A marca, o sorvete e a saudade

A marca, o sorvete e a saudade

Atualizado em 26/11/2009 às 19:11, por Lucia Faria.

O discurso sobre a importância da marca cresce exponencialmente. Não passa um dia sem que a palavra branding seja citada pelos clientes, gestores de comunicação ou encontrada nas boas matérias do ramo. Recentemente tive um bom exemplo da força de uma marca, o perigo do seu enfraquecimento e a dificuldade em recuperar o prestígio. Para isso conto uma historinha, sem qualquer interesse pessoal em divulgar o nome da empresa.

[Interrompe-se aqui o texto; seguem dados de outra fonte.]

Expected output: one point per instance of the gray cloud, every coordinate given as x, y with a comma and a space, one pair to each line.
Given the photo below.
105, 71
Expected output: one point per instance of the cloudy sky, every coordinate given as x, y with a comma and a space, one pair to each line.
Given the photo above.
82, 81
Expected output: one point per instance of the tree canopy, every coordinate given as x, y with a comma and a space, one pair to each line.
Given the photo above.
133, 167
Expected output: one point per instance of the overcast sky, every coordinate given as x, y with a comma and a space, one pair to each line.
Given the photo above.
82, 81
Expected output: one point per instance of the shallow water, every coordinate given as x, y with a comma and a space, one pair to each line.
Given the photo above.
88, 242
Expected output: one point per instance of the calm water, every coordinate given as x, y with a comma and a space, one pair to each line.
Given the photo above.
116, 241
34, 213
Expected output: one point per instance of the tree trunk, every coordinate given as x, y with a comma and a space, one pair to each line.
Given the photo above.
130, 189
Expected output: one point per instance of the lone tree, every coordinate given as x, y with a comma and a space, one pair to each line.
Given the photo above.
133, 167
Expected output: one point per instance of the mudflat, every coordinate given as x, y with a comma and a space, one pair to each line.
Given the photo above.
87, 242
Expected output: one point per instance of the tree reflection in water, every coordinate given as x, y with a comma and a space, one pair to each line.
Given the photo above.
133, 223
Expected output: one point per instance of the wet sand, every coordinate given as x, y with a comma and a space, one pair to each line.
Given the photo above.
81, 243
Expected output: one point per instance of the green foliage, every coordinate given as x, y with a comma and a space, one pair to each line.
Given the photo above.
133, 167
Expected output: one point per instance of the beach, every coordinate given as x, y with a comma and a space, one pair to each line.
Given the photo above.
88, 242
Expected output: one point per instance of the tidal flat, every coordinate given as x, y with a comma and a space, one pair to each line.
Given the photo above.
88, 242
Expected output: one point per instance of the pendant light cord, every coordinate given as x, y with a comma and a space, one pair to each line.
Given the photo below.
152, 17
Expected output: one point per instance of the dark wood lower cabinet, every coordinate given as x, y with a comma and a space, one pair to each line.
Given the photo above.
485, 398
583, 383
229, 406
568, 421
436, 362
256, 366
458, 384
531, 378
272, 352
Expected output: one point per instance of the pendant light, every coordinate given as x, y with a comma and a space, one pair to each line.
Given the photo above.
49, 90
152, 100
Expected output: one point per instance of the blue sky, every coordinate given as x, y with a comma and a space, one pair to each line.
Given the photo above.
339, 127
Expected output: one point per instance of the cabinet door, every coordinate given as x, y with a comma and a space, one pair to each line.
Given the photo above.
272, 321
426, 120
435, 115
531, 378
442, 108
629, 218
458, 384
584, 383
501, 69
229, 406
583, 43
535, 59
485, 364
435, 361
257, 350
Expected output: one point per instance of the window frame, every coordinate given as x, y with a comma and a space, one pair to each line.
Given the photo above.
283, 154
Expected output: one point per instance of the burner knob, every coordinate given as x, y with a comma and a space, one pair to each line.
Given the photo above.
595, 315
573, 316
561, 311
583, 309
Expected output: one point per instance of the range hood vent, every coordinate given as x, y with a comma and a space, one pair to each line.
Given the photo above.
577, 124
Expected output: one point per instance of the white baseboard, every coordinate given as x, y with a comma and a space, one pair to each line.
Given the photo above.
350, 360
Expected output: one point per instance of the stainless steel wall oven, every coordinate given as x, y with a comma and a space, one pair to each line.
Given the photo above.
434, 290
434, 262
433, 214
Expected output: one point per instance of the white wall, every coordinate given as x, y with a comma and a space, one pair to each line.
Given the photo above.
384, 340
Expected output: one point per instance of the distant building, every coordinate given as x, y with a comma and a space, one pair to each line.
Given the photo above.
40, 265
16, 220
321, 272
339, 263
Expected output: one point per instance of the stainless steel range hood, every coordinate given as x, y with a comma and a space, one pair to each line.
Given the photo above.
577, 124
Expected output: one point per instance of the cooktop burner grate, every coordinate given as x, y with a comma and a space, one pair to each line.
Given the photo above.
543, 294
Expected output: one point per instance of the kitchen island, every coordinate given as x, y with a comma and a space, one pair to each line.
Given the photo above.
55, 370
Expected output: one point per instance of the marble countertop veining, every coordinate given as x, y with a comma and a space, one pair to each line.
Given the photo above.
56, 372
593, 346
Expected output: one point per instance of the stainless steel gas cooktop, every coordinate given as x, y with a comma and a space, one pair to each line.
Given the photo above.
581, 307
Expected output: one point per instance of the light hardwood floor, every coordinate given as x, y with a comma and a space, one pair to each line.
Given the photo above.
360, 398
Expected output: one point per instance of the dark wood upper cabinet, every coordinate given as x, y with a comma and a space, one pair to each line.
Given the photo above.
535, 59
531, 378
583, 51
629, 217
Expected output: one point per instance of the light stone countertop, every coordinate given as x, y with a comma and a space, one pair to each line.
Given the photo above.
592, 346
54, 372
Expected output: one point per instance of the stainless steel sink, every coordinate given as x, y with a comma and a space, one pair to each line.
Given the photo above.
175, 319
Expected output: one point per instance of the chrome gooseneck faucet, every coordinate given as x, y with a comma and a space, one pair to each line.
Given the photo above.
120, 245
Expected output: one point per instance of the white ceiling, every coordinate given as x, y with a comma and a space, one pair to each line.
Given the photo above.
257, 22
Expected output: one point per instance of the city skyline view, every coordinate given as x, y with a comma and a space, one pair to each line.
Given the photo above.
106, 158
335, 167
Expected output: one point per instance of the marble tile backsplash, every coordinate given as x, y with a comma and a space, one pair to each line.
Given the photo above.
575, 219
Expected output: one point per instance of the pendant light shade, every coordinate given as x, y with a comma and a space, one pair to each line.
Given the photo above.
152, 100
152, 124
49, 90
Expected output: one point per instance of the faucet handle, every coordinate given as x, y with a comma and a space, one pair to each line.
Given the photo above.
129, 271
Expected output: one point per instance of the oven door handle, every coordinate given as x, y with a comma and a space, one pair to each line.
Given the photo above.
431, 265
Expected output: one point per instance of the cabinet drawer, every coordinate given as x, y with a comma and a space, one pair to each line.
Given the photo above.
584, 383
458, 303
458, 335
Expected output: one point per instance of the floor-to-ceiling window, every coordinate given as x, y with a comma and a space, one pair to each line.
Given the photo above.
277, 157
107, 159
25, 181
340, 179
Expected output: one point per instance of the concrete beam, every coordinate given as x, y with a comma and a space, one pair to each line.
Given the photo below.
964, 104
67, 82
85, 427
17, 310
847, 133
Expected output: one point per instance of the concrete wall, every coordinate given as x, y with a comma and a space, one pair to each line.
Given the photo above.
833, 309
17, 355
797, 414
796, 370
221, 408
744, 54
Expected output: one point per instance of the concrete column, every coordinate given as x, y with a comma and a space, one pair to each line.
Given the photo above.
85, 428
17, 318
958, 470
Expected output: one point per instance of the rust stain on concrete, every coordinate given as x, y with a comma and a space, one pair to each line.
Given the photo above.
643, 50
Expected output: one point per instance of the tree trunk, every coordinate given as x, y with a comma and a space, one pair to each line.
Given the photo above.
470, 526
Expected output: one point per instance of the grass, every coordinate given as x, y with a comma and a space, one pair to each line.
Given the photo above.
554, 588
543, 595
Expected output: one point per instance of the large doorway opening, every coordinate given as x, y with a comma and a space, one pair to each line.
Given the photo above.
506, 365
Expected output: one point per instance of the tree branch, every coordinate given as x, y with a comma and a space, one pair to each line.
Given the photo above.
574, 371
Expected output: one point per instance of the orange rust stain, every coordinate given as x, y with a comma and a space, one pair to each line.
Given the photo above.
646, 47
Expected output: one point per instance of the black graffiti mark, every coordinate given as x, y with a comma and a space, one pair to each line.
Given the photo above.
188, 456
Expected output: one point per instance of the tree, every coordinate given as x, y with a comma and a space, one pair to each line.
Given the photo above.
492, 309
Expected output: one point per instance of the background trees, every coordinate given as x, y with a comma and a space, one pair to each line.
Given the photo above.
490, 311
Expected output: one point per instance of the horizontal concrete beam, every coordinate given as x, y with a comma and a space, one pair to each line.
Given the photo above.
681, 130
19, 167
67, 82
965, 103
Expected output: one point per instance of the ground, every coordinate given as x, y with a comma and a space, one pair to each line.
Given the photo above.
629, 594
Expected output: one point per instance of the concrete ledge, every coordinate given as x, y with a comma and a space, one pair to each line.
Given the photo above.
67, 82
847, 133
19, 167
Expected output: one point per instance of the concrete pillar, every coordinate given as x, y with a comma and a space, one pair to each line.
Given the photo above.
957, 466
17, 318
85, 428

Anos atrás existia um restaurante árabe chamado Bambi, em um bairro classe média de São Paulo. Sem luxo, mas com graça. Na porta, um estranho veadinho empalhado nos olhava assustado. Meio breguinha aquilo, mas era bem suportável. Ali era possível encontrar a ex-prefeita Luiza Erundina e outras pessoas legais (pelo menos no meu conceito) saboreando um delicioso e inesquecível sorvete. A receita da farofa era segredo de família, diziam, e mantida a sete chaves. Comer beirute ou jantar era simples desculpa para se deleitar com a sobremesa. Em um dia de 1990, após 50 anos de funcionamento, o anúncio da tragédia: o restaurante fechava as portas. E com ele, foi embora o tal sorvete. De vez em quando batia uma saudade danada e o jeito foi achar outro lugar que oferecesse algo que, de certa maneira, preenchesse aquele vazio.

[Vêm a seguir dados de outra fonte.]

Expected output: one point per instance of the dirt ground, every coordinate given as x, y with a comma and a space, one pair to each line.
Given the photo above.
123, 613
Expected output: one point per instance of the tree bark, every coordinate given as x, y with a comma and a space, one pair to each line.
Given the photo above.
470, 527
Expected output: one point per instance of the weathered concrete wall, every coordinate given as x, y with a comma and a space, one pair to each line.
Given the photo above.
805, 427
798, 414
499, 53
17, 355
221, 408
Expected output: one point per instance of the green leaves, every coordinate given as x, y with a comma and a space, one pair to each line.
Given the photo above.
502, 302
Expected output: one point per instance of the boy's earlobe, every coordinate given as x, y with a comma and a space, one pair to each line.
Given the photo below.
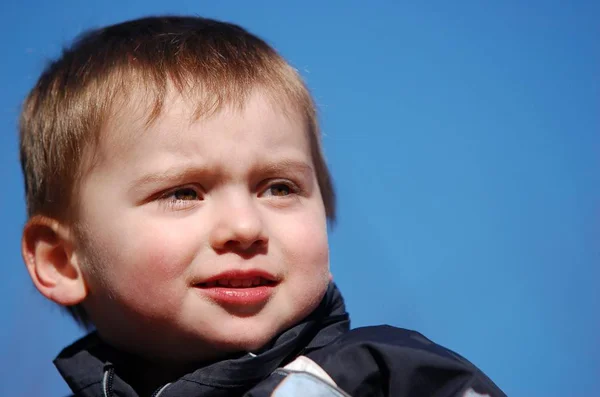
48, 251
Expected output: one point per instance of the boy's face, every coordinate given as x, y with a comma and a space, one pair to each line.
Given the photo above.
202, 237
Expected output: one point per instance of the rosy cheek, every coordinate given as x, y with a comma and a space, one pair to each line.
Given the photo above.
158, 256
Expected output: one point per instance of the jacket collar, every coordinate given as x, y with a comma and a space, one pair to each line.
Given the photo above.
87, 365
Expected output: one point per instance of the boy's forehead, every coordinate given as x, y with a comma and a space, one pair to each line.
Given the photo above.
139, 114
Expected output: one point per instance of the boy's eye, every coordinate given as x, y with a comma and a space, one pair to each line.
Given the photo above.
279, 189
184, 194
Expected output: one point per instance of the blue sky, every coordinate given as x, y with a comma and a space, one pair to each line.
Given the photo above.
463, 138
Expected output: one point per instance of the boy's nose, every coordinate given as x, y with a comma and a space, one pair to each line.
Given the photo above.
239, 228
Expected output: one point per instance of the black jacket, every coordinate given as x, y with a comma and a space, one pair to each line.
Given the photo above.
370, 361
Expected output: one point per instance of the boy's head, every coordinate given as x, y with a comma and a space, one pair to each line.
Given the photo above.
176, 190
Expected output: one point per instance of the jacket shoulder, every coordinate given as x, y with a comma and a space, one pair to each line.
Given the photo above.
389, 361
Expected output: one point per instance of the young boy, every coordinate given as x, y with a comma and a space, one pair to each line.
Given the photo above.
178, 203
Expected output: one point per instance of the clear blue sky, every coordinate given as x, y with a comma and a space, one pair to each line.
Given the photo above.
464, 138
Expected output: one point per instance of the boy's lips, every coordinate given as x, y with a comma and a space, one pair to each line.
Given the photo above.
239, 287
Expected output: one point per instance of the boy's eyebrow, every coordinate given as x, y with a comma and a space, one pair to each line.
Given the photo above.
182, 173
274, 167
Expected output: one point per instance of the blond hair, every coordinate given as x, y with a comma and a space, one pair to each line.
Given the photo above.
217, 63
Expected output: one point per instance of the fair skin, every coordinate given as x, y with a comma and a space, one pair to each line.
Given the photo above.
170, 205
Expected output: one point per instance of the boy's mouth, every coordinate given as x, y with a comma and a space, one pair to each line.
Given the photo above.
239, 289
239, 279
237, 283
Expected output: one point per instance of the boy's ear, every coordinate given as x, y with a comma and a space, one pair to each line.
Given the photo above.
48, 252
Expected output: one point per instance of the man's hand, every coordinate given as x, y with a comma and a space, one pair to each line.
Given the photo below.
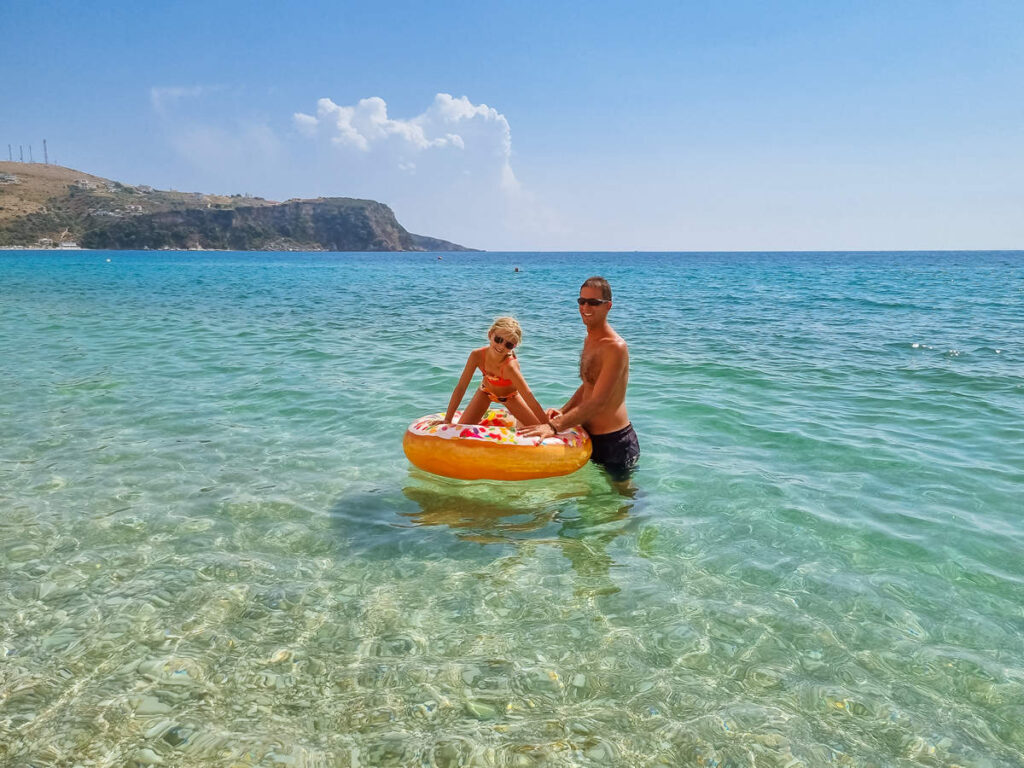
538, 430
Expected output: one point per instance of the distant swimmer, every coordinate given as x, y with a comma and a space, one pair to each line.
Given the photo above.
599, 403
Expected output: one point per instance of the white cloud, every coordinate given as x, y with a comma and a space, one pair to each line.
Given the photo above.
477, 131
446, 172
164, 98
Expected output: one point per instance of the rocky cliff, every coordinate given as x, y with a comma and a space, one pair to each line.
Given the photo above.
42, 204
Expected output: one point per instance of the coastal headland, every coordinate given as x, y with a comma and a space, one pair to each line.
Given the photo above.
46, 206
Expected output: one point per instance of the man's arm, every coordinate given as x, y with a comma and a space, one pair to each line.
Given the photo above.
551, 413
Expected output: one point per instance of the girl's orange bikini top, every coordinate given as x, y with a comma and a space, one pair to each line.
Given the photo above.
498, 381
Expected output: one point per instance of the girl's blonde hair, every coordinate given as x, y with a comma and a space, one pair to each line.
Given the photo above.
510, 328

A boa notícia chegou na metade deste ano. A casa reabriu após 19 anos, mas agora no chique Jardim Paulistano. Fui matar a saudade. Ao chegar, o impacto. O pequeno bambi ainda está lá, tadinho, mas o visual do lugar impressiona. Com vestidinho simples e rasteirinha nos pés, quase dei meia volta. Sofisticado, o restaurante agora é imponente. Lustre enorme, pé direito gigante, piano, tudo lindo. Fiquei desconfortável e comecei a observar ao redor. Todo mundo, com poucas exceções, no mesmo barco. Era visível a surpresa. À mesa, clientes confidenciavam aos garçons que ali estavam para matar saudades.

Para quem cuida da comunicação do restaurante, está aí um bom desafio. 1. Atrair os antigos clientes e não perdê-los mais, numa clara demonstração de que sofisticação não implicou em preços abusivos; 2. Conquistar os novos, que não têm a lembrança afetiva.

Duro mesmo foi ouvir o comentário de quem estava comigo e que engordou alguns quilos em todo esse tempo. Agora, aquela tão esperada sobremesa virou uma inimiga e foi substituída nos últimos anos por algo menos calórico. Sem graça envelhecer, né?